Radni powinni bardziej zaangażować się w prace w komisjach. Nie wystarczy siedzenie na posiedzeniach i głosowanie - taki wniosek pojawił się na ostatnim posiedzeniu komisji sportu Zakopanego, w czasie, gdy pojawiła się dyskusja na temat rocznego planu prac radnych.
- Od czego jest komisja sportu, czy każda inna i radni tam zasiadający?

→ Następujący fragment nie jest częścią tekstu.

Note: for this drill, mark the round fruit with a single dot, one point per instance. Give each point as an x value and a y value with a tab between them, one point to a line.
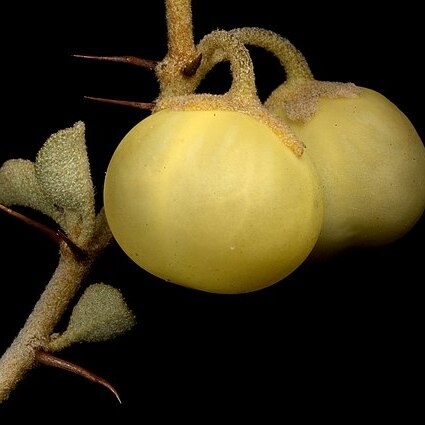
212	200
371	162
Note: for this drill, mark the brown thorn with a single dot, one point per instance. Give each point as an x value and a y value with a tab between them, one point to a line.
53	361
56	235
142	63
190	69
137	105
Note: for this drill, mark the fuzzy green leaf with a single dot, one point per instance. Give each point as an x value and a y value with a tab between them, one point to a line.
100	314
62	168
19	186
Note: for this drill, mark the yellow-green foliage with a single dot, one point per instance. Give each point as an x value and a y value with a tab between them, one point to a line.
57	184
100	314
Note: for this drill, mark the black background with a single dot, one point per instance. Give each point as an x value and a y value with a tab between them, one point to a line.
333	340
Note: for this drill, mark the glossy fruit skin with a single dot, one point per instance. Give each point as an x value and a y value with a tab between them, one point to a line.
212	200
372	165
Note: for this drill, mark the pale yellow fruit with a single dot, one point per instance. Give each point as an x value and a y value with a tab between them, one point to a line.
212	200
372	165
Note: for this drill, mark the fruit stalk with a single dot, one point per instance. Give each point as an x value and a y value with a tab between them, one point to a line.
180	32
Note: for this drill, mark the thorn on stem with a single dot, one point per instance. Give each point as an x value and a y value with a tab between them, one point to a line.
142	63
53	361
132	104
56	235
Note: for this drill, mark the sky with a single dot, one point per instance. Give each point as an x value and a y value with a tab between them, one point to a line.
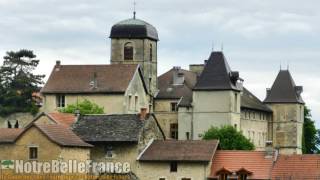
256	36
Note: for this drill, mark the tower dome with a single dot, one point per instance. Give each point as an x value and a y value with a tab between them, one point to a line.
135	29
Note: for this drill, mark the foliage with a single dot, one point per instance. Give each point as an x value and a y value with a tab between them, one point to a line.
230	138
311	136
84	107
17	82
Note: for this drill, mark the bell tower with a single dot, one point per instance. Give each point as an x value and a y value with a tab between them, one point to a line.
134	41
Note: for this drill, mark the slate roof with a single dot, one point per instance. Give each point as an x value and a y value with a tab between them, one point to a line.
233	161
180	150
109	128
284	90
61	135
77	78
65	119
250	101
9	135
57	133
216	74
306	166
134	28
167	89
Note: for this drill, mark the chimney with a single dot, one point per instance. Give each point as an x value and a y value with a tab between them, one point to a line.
143	113
269	149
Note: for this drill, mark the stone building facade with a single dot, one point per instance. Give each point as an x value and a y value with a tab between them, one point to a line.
186	102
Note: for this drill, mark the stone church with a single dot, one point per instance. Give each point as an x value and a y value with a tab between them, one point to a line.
185	102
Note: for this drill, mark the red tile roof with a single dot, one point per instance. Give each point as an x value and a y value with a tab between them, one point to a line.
9	135
65	119
77	78
180	150
61	135
305	166
252	161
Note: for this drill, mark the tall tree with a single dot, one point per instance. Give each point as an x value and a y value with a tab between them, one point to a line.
311	137
230	138
17	82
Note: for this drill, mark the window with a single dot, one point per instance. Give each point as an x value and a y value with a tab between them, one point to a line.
174	131
223	177
174	107
150	52
187	135
235	102
9	124
109	151
128	51
173	166
243	177
136	103
16	125
129	102
33	153
60	101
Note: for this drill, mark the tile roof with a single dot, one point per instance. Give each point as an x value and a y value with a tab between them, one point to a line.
66	119
109	128
253	161
9	135
61	135
284	90
217	75
167	89
180	150
306	166
250	101
78	78
134	29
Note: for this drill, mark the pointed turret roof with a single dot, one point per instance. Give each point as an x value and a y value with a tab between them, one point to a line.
284	90
217	75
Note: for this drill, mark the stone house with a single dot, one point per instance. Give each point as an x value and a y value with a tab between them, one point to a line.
176	159
52	142
119	89
119	137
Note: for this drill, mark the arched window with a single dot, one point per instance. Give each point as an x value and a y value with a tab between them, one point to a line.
128	51
150	52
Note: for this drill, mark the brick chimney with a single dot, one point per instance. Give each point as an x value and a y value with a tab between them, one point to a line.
143	113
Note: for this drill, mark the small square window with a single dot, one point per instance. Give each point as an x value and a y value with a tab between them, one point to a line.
174	107
173	166
60	101
33	153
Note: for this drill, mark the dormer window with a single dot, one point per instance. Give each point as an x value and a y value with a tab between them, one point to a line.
128	51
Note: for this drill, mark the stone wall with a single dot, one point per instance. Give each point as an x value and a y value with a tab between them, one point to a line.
156	170
287	127
141	55
164	114
23	119
215	108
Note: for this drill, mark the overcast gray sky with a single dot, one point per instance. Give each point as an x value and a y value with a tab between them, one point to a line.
257	35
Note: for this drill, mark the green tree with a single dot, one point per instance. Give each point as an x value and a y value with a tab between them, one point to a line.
84	107
310	137
230	138
17	82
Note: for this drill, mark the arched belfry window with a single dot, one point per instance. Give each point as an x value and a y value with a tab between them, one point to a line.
128	51
150	52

Po to tylko, żeby ręce podnosić? - pytał radny Robert Kłak. - Każdy głosuje i przepychana jest uchwała, a nikt nigdy nie był na przykład za granicą, czy w innych miastach polskich, żeby podpatrzyć, jakie rozwiązania związane ze sportem tam funkcjonują. Tak dalej być nie może!
Zdaniem radnego Kłaka w tej kadencji należy to zmienić. Radni powinni rozpocząć aktywniejszą działalność, aby wprowadzane zmiany szły w dobrym kierunku. Należy się wzorować na innych, a to można osiągnąć jedynie poprzez osobistą wizytę.

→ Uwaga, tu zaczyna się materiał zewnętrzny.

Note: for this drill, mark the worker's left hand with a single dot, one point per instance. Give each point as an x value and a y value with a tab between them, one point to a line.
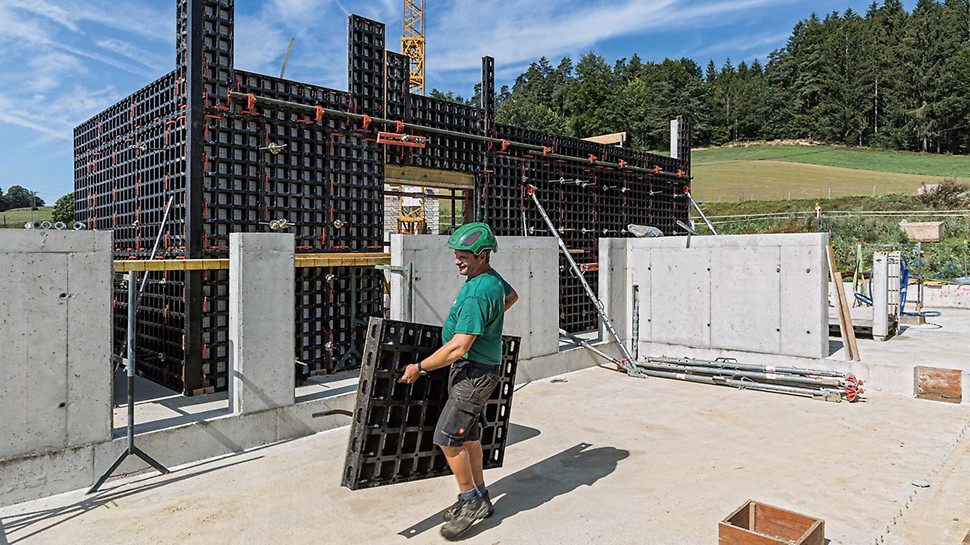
411	374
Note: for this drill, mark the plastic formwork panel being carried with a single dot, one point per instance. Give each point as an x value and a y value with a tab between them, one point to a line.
391	435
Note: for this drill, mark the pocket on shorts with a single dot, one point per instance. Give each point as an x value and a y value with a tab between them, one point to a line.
460	416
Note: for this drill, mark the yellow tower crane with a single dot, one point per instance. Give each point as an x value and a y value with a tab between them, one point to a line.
412	42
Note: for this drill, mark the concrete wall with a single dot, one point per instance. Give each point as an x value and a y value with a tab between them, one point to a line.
55	339
754	293
530	264
261	276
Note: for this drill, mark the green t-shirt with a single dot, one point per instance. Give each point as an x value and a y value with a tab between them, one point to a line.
479	309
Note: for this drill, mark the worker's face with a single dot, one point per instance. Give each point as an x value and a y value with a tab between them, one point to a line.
469	265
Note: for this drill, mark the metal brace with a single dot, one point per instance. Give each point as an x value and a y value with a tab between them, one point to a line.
408	271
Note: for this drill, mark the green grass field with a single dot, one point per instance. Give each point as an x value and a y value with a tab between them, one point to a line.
766	172
17	217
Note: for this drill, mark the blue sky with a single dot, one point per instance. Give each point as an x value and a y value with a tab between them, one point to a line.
64	61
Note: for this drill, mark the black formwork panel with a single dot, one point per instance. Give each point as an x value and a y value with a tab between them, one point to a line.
128	165
239	165
392	432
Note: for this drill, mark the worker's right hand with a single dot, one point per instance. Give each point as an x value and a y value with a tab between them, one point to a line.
411	374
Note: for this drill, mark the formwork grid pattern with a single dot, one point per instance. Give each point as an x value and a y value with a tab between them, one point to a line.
392	431
240	165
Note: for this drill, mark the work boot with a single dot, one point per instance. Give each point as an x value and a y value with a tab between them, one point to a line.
450	512
468	513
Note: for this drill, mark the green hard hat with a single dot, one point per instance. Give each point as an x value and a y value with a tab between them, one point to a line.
474	238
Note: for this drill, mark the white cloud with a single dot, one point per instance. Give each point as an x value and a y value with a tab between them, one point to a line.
156	62
518	30
46	10
48	69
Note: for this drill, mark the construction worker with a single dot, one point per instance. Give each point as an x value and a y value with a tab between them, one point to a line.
472	345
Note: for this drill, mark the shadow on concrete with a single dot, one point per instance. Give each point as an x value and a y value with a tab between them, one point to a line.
517	434
537	484
46	519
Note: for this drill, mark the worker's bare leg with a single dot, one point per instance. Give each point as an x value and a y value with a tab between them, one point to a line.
461	465
475	459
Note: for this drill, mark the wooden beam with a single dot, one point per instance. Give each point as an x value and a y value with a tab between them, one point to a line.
125	265
608	139
342	260
355	259
845	319
427	177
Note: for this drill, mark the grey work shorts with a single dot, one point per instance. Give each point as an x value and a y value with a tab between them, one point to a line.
469	387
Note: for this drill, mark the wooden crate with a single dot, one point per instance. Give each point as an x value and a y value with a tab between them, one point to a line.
756	523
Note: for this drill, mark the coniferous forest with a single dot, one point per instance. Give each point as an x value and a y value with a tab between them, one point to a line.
886	79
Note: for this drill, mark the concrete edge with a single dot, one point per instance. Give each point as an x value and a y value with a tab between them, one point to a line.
57	471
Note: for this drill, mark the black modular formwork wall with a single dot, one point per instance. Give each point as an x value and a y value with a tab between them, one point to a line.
232	164
392	431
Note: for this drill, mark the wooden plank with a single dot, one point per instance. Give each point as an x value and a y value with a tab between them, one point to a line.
427	177
845	320
125	265
939	384
781	523
342	260
608	139
362	259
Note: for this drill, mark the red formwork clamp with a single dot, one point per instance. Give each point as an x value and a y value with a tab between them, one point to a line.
853	388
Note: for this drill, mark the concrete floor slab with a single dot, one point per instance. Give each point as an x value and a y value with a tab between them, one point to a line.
594	457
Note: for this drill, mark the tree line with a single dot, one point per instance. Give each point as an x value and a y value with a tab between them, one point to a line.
19	197
887	79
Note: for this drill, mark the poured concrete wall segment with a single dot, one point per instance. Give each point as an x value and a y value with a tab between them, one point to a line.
530	264
261	320
754	293
55	339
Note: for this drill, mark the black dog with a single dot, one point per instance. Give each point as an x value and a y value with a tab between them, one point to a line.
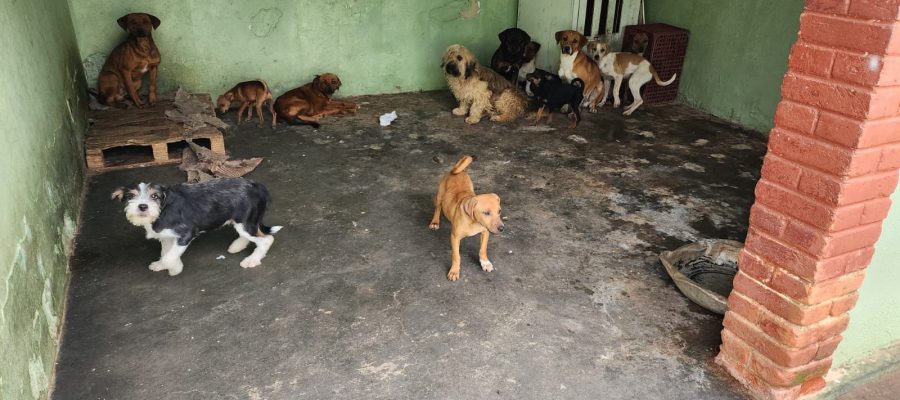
555	94
543	74
510	56
177	214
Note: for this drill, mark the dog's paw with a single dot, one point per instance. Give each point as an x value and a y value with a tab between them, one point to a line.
250	262
453	275
238	245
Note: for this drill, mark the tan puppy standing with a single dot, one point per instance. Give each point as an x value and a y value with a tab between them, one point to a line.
619	66
256	92
479	89
573	63
469	214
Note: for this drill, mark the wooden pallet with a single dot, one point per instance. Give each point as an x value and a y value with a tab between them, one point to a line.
135	138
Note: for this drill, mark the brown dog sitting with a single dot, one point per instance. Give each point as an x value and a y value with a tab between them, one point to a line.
469	214
124	69
256	92
307	104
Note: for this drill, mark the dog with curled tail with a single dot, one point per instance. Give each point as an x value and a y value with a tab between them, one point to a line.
479	89
469	214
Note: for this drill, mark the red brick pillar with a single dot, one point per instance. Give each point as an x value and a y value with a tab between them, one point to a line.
826	180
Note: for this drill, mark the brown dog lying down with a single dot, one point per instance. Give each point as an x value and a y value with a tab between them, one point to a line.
256	92
307	104
469	214
125	67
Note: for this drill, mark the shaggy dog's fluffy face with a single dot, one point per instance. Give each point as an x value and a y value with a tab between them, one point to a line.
458	61
143	202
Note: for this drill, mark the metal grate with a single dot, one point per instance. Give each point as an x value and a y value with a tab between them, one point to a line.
665	51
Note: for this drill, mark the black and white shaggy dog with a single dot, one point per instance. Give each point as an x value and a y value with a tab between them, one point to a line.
177	214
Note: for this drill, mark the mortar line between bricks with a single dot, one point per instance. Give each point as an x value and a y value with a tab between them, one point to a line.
841	179
834	82
827	235
866	122
821	47
781	320
830	146
771	339
849	18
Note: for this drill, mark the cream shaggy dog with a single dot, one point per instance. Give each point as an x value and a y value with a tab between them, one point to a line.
479	89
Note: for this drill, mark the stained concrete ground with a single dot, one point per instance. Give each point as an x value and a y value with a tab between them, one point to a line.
352	301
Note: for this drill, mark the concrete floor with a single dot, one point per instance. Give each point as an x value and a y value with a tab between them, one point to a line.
352	301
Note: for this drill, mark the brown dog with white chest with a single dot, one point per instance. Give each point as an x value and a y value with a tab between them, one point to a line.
469	214
573	63
256	92
307	104
124	69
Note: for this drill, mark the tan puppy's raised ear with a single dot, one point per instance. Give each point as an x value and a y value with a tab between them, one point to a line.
118	194
469	206
123	21
559	36
155	21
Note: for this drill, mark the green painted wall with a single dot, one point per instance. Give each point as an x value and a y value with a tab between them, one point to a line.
875	322
375	46
542	19
737	54
41	161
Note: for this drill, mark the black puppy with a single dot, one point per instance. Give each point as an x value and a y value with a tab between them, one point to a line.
555	94
177	214
510	56
543	74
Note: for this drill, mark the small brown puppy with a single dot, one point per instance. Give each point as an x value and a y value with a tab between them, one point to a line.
256	92
307	104
124	69
469	214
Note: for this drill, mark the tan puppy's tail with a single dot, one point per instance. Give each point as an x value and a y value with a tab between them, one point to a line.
660	82
462	164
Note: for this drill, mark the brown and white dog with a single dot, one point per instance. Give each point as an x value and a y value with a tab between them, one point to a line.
573	63
469	214
307	104
124	69
256	92
480	90
619	66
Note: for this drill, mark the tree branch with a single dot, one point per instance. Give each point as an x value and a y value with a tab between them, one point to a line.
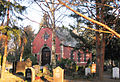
92	20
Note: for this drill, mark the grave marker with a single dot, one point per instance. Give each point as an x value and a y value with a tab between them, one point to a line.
93	69
58	74
115	72
87	71
30	74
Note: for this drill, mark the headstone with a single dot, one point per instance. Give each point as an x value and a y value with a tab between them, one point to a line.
87	71
28	63
37	69
20	67
93	69
115	72
58	74
30	74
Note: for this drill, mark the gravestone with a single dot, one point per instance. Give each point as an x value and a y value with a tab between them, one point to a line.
20	67
28	63
37	69
58	74
115	72
30	74
87	71
93	69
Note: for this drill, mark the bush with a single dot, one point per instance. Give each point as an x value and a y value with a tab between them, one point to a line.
68	65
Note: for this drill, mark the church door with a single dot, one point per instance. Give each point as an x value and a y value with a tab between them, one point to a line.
46	56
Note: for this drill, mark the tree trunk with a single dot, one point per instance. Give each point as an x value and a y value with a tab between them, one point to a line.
22	53
53	36
98	45
102	43
4	60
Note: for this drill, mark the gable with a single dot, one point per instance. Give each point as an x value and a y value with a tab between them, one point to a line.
44	38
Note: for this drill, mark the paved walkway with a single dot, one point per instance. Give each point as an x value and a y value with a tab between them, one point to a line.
9	77
106	78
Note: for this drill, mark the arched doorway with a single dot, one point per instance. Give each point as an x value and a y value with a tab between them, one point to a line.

- Na to potrzebne są oczywiście środki finansowe. Trzeba więc to zasygnalizować. Nie chcę być już dłużej automatem do podnoszenia ręki - stanowczo zaznaczał Robert Kłak.

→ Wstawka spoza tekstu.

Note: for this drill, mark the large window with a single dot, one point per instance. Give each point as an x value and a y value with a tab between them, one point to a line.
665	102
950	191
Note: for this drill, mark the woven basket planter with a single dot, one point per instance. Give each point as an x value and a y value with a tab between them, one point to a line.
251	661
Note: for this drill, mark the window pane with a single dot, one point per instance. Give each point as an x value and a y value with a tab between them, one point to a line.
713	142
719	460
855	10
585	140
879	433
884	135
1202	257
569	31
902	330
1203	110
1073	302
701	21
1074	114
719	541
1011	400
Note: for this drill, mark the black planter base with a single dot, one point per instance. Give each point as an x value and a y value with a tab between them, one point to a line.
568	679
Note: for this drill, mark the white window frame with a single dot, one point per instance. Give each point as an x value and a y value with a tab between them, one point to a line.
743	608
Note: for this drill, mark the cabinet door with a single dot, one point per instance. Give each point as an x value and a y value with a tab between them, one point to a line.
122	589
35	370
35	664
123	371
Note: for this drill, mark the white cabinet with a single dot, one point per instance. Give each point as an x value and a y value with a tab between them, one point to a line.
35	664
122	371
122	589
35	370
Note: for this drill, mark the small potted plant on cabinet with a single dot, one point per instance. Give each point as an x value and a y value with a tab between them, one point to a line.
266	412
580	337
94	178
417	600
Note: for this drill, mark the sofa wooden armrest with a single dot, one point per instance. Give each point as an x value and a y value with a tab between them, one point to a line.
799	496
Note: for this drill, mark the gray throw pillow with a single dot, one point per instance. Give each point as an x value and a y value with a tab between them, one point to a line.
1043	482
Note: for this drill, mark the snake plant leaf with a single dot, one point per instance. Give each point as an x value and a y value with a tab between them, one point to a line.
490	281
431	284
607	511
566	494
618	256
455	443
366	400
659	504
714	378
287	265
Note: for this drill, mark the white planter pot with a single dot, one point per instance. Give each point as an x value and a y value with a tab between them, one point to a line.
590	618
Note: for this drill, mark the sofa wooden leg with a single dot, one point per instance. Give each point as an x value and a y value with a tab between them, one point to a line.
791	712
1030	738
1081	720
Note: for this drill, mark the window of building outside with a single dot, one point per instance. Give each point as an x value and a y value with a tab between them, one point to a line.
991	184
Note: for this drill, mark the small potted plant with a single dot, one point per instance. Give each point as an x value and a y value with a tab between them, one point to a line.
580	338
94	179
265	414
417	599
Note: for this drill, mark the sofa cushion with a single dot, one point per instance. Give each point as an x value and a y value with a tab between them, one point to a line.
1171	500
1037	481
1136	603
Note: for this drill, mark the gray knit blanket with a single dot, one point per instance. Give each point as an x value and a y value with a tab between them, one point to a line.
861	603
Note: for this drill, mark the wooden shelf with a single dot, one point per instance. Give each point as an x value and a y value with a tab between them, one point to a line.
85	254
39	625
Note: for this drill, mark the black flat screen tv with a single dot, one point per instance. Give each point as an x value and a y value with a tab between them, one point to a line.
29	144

Prace komisji powinny w końcu być widoczne. Wiąże się z tym także respektowanie i realizowanie decyzji i wniosków poszczególnych komisji przez wydziały urzędu miasta.
- W naszych rękach jest to, na ile prace komisji będą się przekładać na działalność wydziałów - podkreślał radny Marek Donatowicz.
Ponadto, aby usprawnić prace radnych, konieczna jest współpraca między komisjami. Do tej pory każda komisja działała sama sobie, a przecież są kwestie, które dotyczą nie tylko jednej komisji.
- Dlatego uważam, że należy wprowadzić raz na kwartał wspólne posiedzenie wszystkich komisji. Nie sesję, ale robocze spotkanie - apelował radny Kłak.